POET Technologies Inc. saw its stock climb sharply on Friday, trading at $12.735, up $1.485 or about 13.2% from the prior close, with volume exceeding 17 million shares and an intraday range of $11.00 to $12.79. The move underscores the stock's volatile nature as a Nasdaq-listed AI photonics play, where buyers are betting on the company's optical-engine technology transitioning from development-stage promise to commercial scale, while sellers remain focused on lawsuits, order risk, and potential dilution.
Legal Overhang and Class-Action Reminders
The latest news flow around POET has centered on securities-class-action reminders rather than a new operating announcement. Pomerantz LLP said Thursday that a class action had been filed against POET, with investors who bought during the class period having until June 29 to seek appointment as lead plaintiff. Rosen Law Firm's June 11 notice indicated the case covers purchases between April 1 and 8:57 a.m. ET on April 27, including allegations over POET's PFIC status and disclosures around business relationships. These allegations have not been proven, and no class has been certified yet.
The legal overhang traces back to POET's April 27 purchase-order update, when Marvell Semiconductor, which had acquired Celestial AI, canceled all purchase orders from Celestial AI, citing alleged confidentiality violations tied to purchase-order and shipping information. This disclosure was a major stock-price event because orders are especially critical for development-stage companies; when a future revenue stream is canceled, investors often mark down the stock to reflect lower expected sales and higher business risk. POET stated at the time it remained focused on other customer deliveries, including a separate purchase order valued at about $5 million.
Capital Infusion and Commercial Progress
The bull case for POET is that it has since secured enough capital to pursue scale. On May 18, the company closed a $400 million registered direct offering to a single institutional investor, issuing about 19.05 million common shares plus a warrant for the same number of shares. The proceeds are intended to support manufacturing expansion, research and development, acquisitions, light-source products, and working capital. CEO Dr. Suresh Venkatesan said POET was "expanding our capacity by roughly ten-fold," signaling management's positioning for higher-volume production rather than small engineering programs.
The commercial centerpiece is POET's agreement with Lumilens. POET said Lumilens placed an initial $50 million purchase order for EOI-based optical engines, with the broader relationship potentially scaling to more than $500 million in cumulative purchases over five years. EOI, or Electrical-Optical Interposer, is a platform intended to combine electrical and optical functions at wafer level, which POET says could help address bandwidth bottlenecks in AI data centers. However, fulfillment and related revenue depend on successful development, module qualification, and manufacturing scale-up; engineering samples are expected in late 2026, with production ramp aligned to 2027 deployments.

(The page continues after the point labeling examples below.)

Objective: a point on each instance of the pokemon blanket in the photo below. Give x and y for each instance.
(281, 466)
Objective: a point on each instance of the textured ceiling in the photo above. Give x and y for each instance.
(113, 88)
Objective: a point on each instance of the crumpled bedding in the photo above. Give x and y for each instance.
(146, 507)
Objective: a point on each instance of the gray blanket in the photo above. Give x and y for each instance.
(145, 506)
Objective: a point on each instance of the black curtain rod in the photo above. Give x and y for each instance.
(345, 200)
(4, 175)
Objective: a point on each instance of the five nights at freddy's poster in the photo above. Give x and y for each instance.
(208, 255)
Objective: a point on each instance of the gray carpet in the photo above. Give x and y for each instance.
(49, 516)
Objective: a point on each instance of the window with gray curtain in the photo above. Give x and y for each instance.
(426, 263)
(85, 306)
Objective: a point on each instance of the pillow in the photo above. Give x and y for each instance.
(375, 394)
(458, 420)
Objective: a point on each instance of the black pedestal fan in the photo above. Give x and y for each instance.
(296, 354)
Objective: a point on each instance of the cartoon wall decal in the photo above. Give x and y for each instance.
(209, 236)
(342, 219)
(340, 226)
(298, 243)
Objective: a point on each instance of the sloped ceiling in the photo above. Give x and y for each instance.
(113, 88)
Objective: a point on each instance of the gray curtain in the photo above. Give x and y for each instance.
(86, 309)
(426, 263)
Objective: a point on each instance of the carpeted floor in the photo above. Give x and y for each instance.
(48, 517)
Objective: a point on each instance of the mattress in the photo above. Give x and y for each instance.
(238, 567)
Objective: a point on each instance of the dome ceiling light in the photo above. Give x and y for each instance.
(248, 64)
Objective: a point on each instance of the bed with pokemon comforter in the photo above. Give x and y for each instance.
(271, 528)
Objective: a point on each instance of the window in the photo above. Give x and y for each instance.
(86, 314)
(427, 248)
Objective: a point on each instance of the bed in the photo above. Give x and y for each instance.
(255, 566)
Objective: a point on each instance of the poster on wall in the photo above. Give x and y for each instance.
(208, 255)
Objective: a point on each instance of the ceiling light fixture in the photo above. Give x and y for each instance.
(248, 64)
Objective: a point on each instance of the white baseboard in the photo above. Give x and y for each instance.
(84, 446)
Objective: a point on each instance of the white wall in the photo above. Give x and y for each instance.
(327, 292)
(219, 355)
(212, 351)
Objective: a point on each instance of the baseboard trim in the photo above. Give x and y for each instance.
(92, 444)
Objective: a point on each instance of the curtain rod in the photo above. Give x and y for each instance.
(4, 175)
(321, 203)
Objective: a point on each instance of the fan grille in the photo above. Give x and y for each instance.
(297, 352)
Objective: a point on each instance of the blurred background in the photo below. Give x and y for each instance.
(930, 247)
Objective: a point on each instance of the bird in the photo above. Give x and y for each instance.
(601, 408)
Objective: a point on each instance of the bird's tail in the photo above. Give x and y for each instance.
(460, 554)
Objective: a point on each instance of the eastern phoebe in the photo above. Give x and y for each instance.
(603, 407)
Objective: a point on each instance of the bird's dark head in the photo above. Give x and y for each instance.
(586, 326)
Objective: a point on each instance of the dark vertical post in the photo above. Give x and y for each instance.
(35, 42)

Bear Case: Revenue Gap and Dilution Risks
The bear case is that the valuation still rests heavily on future execution. In the first quarter, POET reported non-recurring engineering and product revenue of just $503,389 and a net loss of $12.3 million, or 8 cents per share. Non-recurring engineering (NRE) refers to project-specific work rather than steady, repeat product sales. That gap between today's revenue base and the stock's AI-infrastructure expectations leaves the shares sensitive to any delay, failed qualification, customer cancellation, or financing concern. The May financing also came with warrants, which if exercised can bring in cash but also create dilution, reducing existing holders' ownership percentage.
Upcoming Catalysts: Shareholder Meeting and Legal Deadline
The next major catalyst is POET's June 26 virtual annual meeting, with the U.S. redomiciling plan in focus. POET has said it may be treated as a PFIC (Passive Foreign Investment Company) for 2025, which can create adverse U.S. tax consequences for American shareholders unless mitigating elections are made. The company's board has approved redomiciling in the U.S. to eliminate the possibility of future PFIC classification, but there is no assurance the move will be completed. The June 29 lead-plaintiff deadline then follows as a second near-term legal milestone.
On verified facts, POET looks risky today rather than clearly attractive or fairly valued. Stocks rise when investors decide a company's future profits or strategic value are worth more, and they fall when lawsuits, dilution, lost orders, or execution doubts make that future less certain. Friday's rally shows traders are still willing to pay for POET's AI photonics upside, but the company must convert the Lumilens program and other customer work into qualified products, repeat revenue, and credible manufacturing scale before the stock can be judged on fundamentals rather than expectation.